Сержант Булмер крикнул:
— Вон там!
Они увидели темное пятно рядом с невысоким, покрытым снегом холмиком; снег был сильно утоптан и прибит. Темное пятно оказалось Лестером. И Лестер каким-то чудом остался в живых; он был ранен в обе ноги и в плечо и потерял сознание.
Иетс сбросил шинель. Они положили на нее Лестера. Трой сказал:
— Вы с Булмером отнесете его обратно. Возвращайтесь как можно скорей и приведите с собой десять человек. Я пойду один вперед.
Иетс глядел ему вслед, пока он не скрылся за холмом.
Когда Иетс возвратился со спасательной командой, Трой был уже не один. Он тащил Шийла; рука Шийла лежала на плече капитана, лицо Шийла было все в крови и в грязи, свободная рука безудержно тряслась.
— Ступайте туда! — сказал Трой, показывая назад. — Вы их найдете. — Он крепче обнял слабеющего Шийла. — Вы, Иетс, останетесь со мной!
— Слушаю, капитан.
Когда Булмер двинулся вместе с остальными людьми, Трой крикнул им вслед:
— Эй, послушайте!
Они остановились.
— Я хочу, чтобы вы запомнили то, что сейчас увидите. Навсегда запомнили.
Солдаты не ответили. Они медленно поднялись на ближайший холм. Иетс увидел, что, дойдя до вершины холма, они вдруг как-то странно бросились бежать.
— Они все лежат вповалку, — сказал Трой. Иетс промолчал.
— Все они лежат вповалку, — повторил Трой таким безжизненным тоном, что Иетсу вспомнился Торп в его камере. — Пятнадцать человек, — сказал Трой. Он глухо засмеялся.
— Пятнадцать. Все, что осталось. Я знал каждого из них. Для чего немцы это сделали?
Он не стал дожидаться ответа.
— Оружия у них не было. Они сдались. Они были пленные. Все они лежат вповалку.
Он прижал к себе Шийла, словно защищая его.
— Я стал на колени, — продолжал он. — Роюсь в груде тел. Обыскиваю карманы, где могу до них достать, срываю личные знаки — ведь я их капитан, я капитан груды мертвых тел…
Он помолчал и неожиданно трезвым голосом прибавил:
— Им ничего другого не оставалось, ничего ровно…
Потом продолжал рассказывать по-прежнему безучастно:
— И тут кто-то бросается на меня, начинает со мной бороться, душить меня. Вот он, Шийл.
Он усмехнулся.
— Принял меня за фашиста, правда, Шийл?… Он только что выбрался из кучи. Схватить меня как следует он не мог. Руки у него были скользкие и онемели.

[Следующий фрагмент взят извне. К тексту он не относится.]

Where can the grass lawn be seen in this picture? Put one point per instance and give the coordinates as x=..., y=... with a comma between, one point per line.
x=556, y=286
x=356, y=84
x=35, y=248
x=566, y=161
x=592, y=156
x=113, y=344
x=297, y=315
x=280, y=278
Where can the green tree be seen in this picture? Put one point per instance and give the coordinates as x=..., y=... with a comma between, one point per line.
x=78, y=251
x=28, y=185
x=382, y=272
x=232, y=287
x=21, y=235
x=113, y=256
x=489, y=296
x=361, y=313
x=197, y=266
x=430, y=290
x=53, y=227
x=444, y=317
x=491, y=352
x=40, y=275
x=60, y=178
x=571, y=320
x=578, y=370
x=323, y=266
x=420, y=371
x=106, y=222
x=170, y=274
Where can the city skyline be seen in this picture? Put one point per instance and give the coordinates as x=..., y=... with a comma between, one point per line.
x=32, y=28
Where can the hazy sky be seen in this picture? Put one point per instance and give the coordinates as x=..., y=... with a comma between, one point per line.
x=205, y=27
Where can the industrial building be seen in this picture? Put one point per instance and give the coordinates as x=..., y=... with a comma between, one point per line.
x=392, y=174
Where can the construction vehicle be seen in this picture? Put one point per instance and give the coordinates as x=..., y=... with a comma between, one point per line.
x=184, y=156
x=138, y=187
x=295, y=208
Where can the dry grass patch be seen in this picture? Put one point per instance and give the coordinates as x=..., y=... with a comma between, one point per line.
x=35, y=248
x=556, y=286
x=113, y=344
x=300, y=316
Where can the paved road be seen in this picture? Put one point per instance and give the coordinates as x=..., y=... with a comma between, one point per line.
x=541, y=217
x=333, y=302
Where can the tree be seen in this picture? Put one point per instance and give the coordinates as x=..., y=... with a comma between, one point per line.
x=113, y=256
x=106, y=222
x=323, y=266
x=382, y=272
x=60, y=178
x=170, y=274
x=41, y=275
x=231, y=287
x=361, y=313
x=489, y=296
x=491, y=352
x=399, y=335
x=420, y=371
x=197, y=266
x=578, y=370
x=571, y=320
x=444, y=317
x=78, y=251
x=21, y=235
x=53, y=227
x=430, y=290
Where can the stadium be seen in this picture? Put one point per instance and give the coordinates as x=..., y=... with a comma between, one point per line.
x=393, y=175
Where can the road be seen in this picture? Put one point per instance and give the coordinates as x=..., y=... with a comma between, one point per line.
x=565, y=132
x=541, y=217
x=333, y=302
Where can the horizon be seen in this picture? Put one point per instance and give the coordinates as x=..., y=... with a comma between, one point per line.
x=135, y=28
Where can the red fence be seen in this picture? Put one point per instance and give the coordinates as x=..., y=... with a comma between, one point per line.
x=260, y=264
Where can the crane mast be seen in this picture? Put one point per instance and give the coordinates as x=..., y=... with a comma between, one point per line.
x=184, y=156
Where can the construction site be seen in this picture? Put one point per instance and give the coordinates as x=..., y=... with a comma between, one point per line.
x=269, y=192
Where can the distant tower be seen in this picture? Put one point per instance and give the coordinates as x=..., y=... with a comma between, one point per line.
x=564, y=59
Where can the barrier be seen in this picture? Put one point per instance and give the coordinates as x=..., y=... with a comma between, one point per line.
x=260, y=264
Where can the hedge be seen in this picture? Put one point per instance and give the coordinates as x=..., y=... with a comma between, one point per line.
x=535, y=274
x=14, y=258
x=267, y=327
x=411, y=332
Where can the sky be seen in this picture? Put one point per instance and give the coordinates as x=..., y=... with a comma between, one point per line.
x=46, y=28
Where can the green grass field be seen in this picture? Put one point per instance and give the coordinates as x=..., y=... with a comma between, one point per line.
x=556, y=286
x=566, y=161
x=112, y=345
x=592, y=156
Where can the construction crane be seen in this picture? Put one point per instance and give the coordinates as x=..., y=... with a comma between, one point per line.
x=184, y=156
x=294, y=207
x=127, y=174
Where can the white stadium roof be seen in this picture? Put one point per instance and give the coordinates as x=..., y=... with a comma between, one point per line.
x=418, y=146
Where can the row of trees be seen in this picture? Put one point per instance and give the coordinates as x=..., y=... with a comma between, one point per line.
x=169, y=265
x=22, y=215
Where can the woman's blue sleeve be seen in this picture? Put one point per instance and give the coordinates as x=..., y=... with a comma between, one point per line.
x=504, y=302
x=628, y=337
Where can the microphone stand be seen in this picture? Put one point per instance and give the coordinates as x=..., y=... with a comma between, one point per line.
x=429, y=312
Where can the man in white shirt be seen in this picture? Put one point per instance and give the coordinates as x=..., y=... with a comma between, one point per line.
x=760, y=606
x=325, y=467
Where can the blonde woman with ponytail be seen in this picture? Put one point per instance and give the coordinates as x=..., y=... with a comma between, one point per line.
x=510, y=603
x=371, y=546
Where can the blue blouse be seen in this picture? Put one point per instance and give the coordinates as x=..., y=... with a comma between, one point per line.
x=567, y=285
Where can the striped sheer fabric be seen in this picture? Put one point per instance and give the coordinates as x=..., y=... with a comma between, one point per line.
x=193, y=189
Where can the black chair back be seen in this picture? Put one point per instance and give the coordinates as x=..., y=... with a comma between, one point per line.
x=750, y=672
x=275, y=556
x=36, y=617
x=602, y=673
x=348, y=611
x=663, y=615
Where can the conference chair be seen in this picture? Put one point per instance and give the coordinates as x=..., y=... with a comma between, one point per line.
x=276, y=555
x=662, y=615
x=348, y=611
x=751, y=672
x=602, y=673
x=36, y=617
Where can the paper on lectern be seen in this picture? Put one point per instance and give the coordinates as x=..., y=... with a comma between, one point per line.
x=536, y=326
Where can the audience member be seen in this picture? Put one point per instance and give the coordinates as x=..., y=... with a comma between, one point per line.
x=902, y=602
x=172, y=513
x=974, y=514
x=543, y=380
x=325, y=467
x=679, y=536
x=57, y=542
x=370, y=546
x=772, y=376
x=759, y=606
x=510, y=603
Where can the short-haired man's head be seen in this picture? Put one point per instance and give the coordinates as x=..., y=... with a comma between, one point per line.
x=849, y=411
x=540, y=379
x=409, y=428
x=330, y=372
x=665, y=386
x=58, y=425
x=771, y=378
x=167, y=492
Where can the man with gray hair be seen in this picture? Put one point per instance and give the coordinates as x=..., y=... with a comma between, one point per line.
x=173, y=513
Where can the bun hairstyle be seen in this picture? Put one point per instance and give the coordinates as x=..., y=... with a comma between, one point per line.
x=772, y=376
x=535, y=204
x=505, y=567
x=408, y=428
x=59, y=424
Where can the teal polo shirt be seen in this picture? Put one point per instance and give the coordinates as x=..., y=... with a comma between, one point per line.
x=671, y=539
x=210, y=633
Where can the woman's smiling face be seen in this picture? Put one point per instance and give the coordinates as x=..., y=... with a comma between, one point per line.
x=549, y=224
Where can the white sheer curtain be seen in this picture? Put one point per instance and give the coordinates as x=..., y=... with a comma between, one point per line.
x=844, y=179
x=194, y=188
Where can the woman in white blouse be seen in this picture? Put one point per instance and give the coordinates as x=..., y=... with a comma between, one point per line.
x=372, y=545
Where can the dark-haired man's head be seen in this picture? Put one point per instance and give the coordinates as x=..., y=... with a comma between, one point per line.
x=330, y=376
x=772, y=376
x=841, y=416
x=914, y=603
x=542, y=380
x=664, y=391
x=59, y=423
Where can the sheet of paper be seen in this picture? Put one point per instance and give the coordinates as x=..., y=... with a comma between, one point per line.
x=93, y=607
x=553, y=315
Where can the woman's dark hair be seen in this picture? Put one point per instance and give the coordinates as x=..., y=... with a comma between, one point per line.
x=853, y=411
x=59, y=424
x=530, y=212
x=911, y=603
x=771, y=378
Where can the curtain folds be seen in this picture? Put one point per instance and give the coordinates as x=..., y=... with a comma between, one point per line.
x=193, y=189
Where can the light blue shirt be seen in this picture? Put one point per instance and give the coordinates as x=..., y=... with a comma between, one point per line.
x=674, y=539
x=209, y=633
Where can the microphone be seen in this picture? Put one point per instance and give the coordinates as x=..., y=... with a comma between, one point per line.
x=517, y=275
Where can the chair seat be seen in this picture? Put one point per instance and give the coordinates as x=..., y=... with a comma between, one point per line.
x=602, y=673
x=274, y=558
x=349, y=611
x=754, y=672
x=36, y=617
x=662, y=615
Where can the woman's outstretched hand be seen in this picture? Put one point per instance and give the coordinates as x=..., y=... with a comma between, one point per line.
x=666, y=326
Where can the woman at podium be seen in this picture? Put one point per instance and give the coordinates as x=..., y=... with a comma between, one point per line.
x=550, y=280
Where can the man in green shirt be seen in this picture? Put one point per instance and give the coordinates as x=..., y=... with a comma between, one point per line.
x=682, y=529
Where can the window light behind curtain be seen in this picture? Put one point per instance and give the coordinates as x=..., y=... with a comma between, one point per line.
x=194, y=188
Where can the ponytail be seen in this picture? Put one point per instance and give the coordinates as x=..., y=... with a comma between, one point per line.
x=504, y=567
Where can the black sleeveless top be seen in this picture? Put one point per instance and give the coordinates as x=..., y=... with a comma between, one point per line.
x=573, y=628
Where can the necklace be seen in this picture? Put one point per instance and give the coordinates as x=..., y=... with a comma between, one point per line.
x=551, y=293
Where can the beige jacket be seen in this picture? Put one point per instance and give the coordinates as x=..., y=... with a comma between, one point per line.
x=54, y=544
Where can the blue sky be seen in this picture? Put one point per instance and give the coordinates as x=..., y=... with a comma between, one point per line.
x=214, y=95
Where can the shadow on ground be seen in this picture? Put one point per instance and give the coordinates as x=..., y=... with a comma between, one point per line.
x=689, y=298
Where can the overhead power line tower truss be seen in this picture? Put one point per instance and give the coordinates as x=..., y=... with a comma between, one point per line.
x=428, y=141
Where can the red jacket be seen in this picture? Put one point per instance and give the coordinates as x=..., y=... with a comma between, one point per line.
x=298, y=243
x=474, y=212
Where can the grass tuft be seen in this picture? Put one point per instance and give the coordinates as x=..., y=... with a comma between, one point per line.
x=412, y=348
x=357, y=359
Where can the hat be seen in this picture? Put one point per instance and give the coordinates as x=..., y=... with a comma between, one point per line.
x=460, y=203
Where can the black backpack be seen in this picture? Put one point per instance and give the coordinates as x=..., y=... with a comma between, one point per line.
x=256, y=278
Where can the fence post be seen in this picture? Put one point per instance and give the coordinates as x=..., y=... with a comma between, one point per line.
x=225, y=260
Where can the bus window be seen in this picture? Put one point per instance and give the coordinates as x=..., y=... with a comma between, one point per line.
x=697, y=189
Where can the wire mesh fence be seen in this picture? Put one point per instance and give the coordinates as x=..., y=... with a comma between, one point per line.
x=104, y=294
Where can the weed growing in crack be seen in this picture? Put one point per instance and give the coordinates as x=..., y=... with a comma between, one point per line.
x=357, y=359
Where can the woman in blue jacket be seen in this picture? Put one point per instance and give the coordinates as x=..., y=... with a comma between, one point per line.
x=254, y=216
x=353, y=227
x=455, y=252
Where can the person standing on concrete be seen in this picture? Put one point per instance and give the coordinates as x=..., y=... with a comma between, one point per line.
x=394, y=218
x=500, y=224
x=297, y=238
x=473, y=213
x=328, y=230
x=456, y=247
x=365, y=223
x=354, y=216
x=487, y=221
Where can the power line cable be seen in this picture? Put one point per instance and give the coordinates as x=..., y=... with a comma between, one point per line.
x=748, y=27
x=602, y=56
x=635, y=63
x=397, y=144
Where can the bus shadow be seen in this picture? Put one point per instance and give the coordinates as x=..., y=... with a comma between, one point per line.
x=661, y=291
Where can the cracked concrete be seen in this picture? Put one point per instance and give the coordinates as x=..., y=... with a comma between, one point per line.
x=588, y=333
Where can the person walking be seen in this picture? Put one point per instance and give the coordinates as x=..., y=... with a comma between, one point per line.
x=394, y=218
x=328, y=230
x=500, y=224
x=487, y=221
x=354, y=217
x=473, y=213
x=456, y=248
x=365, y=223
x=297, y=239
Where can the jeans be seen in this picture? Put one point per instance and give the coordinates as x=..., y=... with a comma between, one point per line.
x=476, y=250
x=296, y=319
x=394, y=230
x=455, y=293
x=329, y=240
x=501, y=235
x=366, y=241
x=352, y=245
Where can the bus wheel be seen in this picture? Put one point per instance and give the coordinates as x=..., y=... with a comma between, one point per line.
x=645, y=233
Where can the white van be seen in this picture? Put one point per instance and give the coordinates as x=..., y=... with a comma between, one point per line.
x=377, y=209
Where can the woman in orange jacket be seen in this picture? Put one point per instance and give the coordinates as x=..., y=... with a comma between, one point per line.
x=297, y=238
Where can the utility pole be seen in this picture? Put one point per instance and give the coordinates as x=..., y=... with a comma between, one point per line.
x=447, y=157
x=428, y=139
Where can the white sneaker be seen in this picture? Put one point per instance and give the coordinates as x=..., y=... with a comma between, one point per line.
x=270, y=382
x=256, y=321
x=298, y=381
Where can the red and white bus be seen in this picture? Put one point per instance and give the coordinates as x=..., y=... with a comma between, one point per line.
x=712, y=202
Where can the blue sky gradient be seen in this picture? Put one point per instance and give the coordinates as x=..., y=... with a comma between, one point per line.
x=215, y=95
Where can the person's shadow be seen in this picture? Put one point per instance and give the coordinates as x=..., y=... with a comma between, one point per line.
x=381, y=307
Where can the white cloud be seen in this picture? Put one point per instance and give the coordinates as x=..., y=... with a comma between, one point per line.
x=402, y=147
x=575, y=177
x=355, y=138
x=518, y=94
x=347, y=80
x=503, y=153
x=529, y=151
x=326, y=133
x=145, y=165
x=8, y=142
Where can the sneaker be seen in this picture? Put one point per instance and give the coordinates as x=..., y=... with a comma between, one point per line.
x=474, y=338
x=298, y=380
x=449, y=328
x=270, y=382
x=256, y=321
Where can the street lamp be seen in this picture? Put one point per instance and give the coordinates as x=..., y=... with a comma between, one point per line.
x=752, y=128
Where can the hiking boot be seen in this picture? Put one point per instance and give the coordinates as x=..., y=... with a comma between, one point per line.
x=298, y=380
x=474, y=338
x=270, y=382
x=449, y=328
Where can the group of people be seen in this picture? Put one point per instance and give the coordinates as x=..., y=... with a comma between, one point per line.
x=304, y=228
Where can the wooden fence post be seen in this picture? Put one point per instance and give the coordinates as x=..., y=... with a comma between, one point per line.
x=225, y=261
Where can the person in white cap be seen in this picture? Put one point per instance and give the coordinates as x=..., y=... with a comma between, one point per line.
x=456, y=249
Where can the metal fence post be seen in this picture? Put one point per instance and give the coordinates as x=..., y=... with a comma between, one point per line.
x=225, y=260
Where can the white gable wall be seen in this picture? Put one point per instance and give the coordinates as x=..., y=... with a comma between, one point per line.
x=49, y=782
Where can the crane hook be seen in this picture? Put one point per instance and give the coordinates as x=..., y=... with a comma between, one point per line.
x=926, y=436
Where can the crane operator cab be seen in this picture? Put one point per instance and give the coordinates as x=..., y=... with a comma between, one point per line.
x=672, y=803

Он стянул перчатку Шийла и показал Иетсу руку, закоченелую, посиневшую почти до черноты.
— Я ему кричу: я Трой, я твой капитан! А он все дерется. Пришлось его стукнуть… Ты ведь меня не узнал? Я понимаю. Я не сержусь на тебя, Шийл.
Иетс не находил слов. Горе капитана было такое сильное, что казалось просто немыслимым отделываться общими фразами о подлости врага или говорить: «Мы воздадим за это сторицей».
— У меня к вам просьба, — сказал Трой.
— Все, что в моих силах.
— Вы ведь говорите по-немецки?
— Да.
— Должны быть свидетели, — сказал Трой. — Тут была целая танковая колонна, сотни немцев об этом знают. Мы поймаем кого-нибудь из них. Ищите их, Иетс. Я не собираюсь убивать их, во всяком случае не всех. Я не говорю — око за око, зуб за зуб. Я христианин и намерен остаться им. Это трудно, но я им останусь.
Шийл, видимо, приходил в себя. Он уже не волочил ноги и старался шагать сам. Трою стало легче тащить его.
Трой выпрямился. С минуту он стоял неподвижно, возвышаясь над Иетсом и над солдатом, которого поддерживал.
— Но мне нужен человек, который отдал приказ! — крикнул он. — Мне нужен этот человек, и вы мне его найдете!
— Да, — сказал Иетс, — я его найду. — Это прозвучало как клятва.